For the Great Lakes, HOMES (Huron, Ontario, Michigan, Erie, Superior).
And for the months, use the knuckle trick. Start counting the months on the knuckles of either hand. Months that land on a knuckle have 31 days, those that land between knuckles have less than 31.
The post just made me think. Feynman talked a lot about knowledge and how we aren’t taught to understand what we are taught. My kids are in 7th and 4th grade and I’m horrified at times what they come home with in terms of the depth they’ve been asked to think about. Beneath every factoid of knowledge is a complicated underpinning of questions that all but the best teaches seem to treat as inconveniences.
Lately, my kids have been getting bombed with goofy messages from teachers that Obama is our great savior. I’m fine with this – even though I don’t support socialists – since everyone is entitled to an opinion. It also offers me the opportunity to help them understand some of the traps of not using your critical thinking skills. It would be the same if the teachers were being as silly about McCain. Same lesson for the kids to learn. They are being taught to be sheople.

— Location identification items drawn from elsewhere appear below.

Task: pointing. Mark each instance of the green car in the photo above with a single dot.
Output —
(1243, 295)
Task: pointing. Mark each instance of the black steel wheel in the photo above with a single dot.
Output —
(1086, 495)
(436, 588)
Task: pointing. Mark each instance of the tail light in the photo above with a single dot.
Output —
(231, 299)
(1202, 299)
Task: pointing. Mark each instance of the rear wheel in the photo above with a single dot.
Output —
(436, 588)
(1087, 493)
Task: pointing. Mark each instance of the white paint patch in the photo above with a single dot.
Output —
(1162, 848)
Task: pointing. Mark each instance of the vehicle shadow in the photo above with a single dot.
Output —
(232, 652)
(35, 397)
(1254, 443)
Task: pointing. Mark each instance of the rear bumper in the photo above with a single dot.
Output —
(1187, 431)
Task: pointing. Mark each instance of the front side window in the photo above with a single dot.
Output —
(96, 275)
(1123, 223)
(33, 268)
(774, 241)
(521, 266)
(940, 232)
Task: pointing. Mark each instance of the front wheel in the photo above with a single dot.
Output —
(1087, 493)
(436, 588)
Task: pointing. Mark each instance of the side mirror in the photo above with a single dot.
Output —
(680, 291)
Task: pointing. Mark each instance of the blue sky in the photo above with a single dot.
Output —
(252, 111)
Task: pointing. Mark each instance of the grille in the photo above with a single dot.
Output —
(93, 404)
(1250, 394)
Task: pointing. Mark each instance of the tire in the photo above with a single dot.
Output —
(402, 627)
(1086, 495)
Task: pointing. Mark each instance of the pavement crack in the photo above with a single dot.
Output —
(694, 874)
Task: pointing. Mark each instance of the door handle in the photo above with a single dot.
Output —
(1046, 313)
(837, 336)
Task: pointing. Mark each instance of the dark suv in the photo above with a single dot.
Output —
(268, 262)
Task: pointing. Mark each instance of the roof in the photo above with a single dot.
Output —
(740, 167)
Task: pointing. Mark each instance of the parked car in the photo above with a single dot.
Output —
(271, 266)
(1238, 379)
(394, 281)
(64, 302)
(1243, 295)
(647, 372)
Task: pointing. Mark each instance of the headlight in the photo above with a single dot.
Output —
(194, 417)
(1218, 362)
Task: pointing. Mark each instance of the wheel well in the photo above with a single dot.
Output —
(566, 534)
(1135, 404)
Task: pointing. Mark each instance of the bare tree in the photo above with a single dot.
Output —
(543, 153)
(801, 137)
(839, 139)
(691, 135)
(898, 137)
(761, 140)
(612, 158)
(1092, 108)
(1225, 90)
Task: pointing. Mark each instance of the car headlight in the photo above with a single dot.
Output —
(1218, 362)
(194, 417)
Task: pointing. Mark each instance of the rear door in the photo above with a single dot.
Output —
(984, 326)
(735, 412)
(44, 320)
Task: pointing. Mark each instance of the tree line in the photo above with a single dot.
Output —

The same also happens in all of the classes they take; they aren’t taught to solve for “why”. Kids are capable of much more than we give them credit for. Remember, the quality of teachers is probably normally distributed, and in that sense nothing has changed. It’s important as parents to patch the gap that exists in standard education.
Edward, I don’t think that’s sad at all. Reducing waste isn’t just good for the environment; it also helps develop a frugal and non-wasteful mindset that can serve us all well in times of financial crunch, like the present.